In the case of urethral injury at the time of midurethral sling placement, the urethra can be repaired in a 2-layer fashion using and initial layer of 4-0 or 5-0 absorbable suture. It may be necessary to mobilize some periurethral tissue for the second layer, which can be a 3-0 or 4-0 absorbable suture. Depending on the location of the injury, it may be advisable to avoid placement of the sling at this time, as the injury combined with concurrent sling placement may increase the risk of mesh erosion into the urethra or fistula formation. Catheter placement for 10 to 14 days after urethral reconstruction is recommended to avoid urethral stricture.

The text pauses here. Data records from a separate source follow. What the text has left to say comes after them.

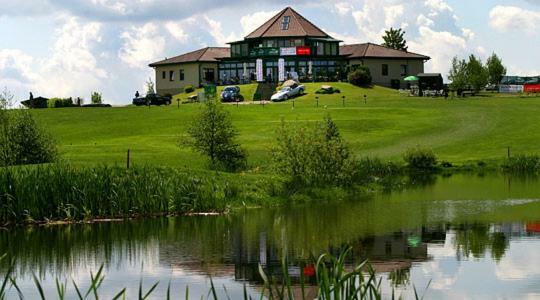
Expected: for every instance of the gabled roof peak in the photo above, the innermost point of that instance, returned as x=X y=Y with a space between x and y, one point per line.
x=297 y=26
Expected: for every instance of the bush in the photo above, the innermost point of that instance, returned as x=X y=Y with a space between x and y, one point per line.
x=420 y=158
x=23 y=142
x=312 y=155
x=361 y=76
x=96 y=98
x=60 y=102
x=522 y=163
x=213 y=135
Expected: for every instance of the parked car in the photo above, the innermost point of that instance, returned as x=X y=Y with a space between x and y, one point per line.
x=231 y=94
x=152 y=99
x=288 y=92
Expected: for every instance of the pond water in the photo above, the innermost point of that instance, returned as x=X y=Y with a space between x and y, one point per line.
x=467 y=236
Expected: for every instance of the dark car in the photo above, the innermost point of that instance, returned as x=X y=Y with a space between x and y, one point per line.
x=231 y=94
x=152 y=99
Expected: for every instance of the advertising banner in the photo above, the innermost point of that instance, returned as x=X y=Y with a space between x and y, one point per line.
x=289 y=51
x=511 y=88
x=303 y=51
x=262 y=52
x=281 y=69
x=258 y=69
x=531 y=88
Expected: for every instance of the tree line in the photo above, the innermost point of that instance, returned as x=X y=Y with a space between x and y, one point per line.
x=473 y=74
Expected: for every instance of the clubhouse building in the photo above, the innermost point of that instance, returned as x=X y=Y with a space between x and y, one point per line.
x=286 y=46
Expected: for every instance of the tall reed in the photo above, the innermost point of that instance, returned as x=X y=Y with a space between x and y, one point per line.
x=63 y=192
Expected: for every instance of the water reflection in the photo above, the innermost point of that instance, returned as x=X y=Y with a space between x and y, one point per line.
x=456 y=231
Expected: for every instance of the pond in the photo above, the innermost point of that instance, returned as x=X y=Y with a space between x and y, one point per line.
x=464 y=235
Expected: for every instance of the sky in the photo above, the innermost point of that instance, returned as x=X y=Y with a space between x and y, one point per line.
x=63 y=48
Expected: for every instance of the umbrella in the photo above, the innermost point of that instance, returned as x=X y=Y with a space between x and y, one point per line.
x=411 y=78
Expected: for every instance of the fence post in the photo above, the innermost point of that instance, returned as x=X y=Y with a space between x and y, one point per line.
x=127 y=161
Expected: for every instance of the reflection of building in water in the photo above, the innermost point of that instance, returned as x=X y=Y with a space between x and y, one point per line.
x=386 y=253
x=509 y=229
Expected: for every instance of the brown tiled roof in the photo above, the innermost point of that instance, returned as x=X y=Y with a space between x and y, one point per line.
x=208 y=54
x=298 y=26
x=369 y=50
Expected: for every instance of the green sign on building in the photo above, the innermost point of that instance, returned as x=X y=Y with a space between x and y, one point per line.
x=261 y=52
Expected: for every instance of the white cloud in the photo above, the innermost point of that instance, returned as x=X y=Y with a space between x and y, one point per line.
x=442 y=46
x=467 y=33
x=393 y=15
x=216 y=31
x=343 y=8
x=252 y=21
x=511 y=18
x=424 y=21
x=438 y=5
x=141 y=45
x=176 y=29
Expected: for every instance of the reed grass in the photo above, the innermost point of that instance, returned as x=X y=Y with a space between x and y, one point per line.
x=62 y=192
x=333 y=282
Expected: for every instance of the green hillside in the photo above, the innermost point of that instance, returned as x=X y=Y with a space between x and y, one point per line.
x=458 y=130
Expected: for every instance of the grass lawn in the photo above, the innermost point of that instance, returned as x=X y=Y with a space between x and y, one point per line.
x=458 y=130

Of all the non-fatal complications of gynecological surgery, fistula is the one that gynecologists the world over seem to fear most, although ureteric injury runs a close second (35). Fistulae can form among a variety of pelvic structures and can result from many different causes. In developed countries, the incidence of fistula formation after hysterectomy has been estimated at 0.1% with vesicovaginal fistulae occurring in 1 out of 455 to 1,800 hysterectomies (35). In this population study of nearly 300,000 women undergoing a hysterectomy for benign indications, a combined genitourinary injury incidence was 18 per 1,000 patients (1.8%) (36). This study also explored the effect of timing on repair. Observation was most injuries (76.4%) were identified at the time of surgery and immediately repaired. Immediate identification and repair is associated with a reduced risk of subsequent genitourinary fistula formation (36).
The various urogenital fistulae are discussed in separate sections.
Managing Vesico-Vaginal Fistulae
Recto-Vaginal Fistulae and Fecal Incontinence
Urinary tract injury is a known complication of hysterectomy, regardless of route of procedure. Surgeon familiarity and comfort with complex anatomy, as well as preoperative risk stratification, is essential to minimizing risk of urinary tract injury. Intraoperative assessment of ureter and bladder integrity is the first step in preventing delayed diagnosis of injury. Although a useful adjunct, cystoscopy does not identify all injuries. A high index of suspicion postoperatively with appropriate imaging will promote early diagnosis of intraoperative injuries. Consultation with an advanced gynecologic surgeon and/or urologist is recommended when definitive repair of injury may require additional interventions prior to corrective surgery. Identifying the injury intraoperatively reduces postoperative complications and long-term sequalae. The use of cystoscopy and agents that allow for easy discernment of ureteral efflux aid in identifying urinary tract injuries intraoperatively.